Son palabras estimulantes, y Kennedy pasó las tres décadas siguientes poniéndolas en práctica. En las poderosas cadencias de esa frase, adquiere compromisos concretos. Se comprometió a trabajar – lo que hizo, incansablemente, trasladando legislaciones de aquí para allá a través del pantano legislativo del Senado hasta sacarlas adelante. Se comprometió a no abandonar la causa – la agenda progresista de igualdad de oportunidades e igualdad ante la justicia. Se comprometió a mantener viva la esperanza – y nunca, ni siquiera en sus últimos meses, le traicionó un atisbo de desesperanza. Y prometió que el sueño perduraría – una visión de unos Estados Unidos a la altura de sus más elevados ideales, una América en la que aquellos que son menos afortunados y más necesitados no son olvidados.
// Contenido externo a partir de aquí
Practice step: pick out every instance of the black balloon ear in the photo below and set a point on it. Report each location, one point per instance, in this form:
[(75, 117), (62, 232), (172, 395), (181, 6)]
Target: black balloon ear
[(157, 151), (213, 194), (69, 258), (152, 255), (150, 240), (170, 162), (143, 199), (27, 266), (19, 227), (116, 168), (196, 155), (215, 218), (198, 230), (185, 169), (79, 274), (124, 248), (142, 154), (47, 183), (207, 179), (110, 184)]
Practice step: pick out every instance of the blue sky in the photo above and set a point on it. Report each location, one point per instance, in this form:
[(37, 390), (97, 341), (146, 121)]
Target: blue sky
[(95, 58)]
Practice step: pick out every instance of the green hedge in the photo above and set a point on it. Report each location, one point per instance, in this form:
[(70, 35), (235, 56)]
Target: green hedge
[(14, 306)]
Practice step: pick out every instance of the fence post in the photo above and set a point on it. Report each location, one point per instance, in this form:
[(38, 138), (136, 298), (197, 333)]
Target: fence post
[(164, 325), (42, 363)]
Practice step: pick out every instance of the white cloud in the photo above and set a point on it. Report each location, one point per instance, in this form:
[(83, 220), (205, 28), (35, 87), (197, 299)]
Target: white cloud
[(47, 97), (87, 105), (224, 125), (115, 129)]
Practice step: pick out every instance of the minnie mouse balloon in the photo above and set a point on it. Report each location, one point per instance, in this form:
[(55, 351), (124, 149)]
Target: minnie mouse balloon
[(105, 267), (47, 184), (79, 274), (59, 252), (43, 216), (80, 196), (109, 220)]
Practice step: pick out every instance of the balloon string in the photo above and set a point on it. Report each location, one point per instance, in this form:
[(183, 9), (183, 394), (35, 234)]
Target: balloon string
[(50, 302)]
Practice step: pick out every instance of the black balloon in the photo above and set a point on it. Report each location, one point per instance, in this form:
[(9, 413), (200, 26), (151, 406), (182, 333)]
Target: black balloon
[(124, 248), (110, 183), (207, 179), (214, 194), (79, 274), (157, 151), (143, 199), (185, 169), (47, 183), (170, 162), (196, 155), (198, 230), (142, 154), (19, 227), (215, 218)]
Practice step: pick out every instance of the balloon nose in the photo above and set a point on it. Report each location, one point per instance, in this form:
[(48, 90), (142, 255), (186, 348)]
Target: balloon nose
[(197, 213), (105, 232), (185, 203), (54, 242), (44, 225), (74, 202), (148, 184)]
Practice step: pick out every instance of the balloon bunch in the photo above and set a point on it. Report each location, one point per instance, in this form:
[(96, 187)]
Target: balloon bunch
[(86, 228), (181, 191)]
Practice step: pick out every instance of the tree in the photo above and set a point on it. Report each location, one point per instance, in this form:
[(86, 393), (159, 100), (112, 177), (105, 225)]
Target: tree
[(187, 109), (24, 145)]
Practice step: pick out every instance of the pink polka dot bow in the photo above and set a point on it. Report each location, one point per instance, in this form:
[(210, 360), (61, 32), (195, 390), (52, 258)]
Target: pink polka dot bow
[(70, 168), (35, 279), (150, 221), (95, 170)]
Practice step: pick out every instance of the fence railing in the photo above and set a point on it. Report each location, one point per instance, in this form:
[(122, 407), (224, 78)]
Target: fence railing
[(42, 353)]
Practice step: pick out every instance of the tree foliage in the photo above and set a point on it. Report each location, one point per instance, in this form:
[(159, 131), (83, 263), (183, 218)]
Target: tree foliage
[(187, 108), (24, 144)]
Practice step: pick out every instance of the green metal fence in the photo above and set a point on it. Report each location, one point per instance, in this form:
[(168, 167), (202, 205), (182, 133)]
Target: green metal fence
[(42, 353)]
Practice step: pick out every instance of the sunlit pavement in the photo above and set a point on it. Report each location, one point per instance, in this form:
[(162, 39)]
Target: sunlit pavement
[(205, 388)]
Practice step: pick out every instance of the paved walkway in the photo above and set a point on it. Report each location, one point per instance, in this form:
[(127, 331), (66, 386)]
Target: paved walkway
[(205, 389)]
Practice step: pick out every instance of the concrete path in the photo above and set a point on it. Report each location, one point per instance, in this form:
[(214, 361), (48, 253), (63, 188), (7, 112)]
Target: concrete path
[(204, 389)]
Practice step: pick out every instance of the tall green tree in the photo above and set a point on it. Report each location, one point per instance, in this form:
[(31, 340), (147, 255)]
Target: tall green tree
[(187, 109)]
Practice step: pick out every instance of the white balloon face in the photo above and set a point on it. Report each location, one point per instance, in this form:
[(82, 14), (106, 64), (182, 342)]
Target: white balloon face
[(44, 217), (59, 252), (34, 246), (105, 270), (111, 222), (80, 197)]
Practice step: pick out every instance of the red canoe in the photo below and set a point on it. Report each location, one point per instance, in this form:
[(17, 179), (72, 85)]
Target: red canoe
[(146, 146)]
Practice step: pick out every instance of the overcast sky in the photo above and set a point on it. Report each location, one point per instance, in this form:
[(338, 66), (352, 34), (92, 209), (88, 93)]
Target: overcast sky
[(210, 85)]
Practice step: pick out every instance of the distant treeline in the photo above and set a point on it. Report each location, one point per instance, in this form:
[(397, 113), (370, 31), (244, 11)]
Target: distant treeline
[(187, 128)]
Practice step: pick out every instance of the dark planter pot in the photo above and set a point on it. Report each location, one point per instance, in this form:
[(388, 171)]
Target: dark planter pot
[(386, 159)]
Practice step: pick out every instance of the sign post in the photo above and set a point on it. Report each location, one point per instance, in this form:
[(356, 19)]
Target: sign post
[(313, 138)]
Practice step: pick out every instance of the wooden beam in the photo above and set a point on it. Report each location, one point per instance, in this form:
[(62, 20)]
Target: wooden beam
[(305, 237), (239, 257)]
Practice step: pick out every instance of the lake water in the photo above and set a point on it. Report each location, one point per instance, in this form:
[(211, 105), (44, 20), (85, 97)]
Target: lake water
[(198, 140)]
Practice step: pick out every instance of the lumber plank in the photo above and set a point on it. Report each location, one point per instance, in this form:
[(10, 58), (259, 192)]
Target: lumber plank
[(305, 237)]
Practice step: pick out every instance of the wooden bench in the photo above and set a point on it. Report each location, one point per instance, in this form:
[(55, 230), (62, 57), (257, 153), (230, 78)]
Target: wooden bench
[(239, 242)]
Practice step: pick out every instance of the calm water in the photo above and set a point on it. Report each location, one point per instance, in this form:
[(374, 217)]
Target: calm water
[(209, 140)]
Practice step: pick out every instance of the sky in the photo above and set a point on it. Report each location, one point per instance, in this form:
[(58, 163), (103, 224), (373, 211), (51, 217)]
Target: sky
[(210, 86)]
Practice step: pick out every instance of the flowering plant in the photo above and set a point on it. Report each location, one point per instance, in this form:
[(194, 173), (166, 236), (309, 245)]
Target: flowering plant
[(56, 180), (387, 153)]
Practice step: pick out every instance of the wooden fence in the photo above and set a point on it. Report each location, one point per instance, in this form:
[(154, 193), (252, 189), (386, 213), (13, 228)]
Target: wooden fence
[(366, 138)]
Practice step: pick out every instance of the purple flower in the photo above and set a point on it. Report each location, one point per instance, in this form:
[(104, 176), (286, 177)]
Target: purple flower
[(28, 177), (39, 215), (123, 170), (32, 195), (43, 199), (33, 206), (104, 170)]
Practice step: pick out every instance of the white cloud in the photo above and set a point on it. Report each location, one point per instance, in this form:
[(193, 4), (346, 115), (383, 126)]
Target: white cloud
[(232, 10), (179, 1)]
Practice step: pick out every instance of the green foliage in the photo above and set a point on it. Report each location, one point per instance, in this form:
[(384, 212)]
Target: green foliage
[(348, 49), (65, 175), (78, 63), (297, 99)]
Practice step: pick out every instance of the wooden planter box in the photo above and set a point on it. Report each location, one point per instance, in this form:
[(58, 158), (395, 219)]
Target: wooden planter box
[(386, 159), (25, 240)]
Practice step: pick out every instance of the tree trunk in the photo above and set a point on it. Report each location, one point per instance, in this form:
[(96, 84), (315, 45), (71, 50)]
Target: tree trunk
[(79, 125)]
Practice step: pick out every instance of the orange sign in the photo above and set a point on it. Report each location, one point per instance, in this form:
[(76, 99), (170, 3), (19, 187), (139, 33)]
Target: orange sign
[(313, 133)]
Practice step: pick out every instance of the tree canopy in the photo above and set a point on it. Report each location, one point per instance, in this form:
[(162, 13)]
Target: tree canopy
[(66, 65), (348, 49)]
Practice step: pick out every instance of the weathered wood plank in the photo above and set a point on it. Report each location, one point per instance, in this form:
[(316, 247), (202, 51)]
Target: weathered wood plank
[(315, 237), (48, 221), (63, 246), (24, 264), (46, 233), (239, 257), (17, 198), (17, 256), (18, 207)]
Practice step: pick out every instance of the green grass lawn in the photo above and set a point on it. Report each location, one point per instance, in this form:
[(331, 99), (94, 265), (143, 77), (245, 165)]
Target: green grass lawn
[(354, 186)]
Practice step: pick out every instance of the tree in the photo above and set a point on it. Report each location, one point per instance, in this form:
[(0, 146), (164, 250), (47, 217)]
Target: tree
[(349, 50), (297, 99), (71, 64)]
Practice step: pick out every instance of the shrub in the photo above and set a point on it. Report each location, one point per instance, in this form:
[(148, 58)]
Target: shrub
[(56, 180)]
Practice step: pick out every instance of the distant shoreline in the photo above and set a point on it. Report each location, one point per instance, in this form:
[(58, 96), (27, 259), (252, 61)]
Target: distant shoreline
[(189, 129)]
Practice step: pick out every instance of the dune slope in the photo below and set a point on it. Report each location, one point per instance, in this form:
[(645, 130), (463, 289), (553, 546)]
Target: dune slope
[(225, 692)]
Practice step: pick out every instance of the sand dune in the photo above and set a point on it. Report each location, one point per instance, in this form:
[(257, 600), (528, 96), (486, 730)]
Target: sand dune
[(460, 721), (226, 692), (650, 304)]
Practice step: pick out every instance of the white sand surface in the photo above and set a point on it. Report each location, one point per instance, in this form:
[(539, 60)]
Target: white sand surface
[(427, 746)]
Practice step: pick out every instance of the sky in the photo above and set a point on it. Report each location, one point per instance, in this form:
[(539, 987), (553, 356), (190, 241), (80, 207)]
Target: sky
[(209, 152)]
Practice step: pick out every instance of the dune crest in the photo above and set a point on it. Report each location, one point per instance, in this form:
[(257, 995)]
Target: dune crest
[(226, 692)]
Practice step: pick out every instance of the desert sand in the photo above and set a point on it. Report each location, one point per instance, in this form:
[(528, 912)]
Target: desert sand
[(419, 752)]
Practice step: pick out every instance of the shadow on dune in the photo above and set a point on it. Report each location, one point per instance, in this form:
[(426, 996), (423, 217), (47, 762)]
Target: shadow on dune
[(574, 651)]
Para entonces, Ted Kennedy ya había tenido un impacto monumental en su país – su trabajo en la reforma de las leyes de inmigración de la nación en 1965, literalmente, cambió el aspecto de la nación al cambiar el sistema de cuotas que había facilitado que vinieran los europeos a este país mientras hacía imposible traer un grupo reducido de inmigrantes de las partes del mundo donde la gente resultaba ser casualmente negra o marrón.
La causa de su vida, sin embargo, terminó siendo la sanidad – cambiar el sistema de racionamiento no reconocido en virtud del cual se prorratea la atención médica en función del poder adquisitivo del paciente. Hay quienes creen que si Kennedy no hubiera enfermado, la tentativa de reforma sanitaria del Presidente Obama hubiera salido adelante. Lo dudo, dada la estrategia del Partido Republicano de intransigencia y siembra de miedos.
Pero echaremos muchísimo de menos la claridad moral de Kennedy. A su juicio nuestro país tiene la responsabilidad de garantizar que cada americano tiene derecho a una atención médica asequible. Tal vez su vida como eterno príncipe le enseñó que la felicidad y la salvación residen en sacrificar el interés propio por el bien general.
Eugene Robinson
Premio Pulitzer 2009 al comentario político.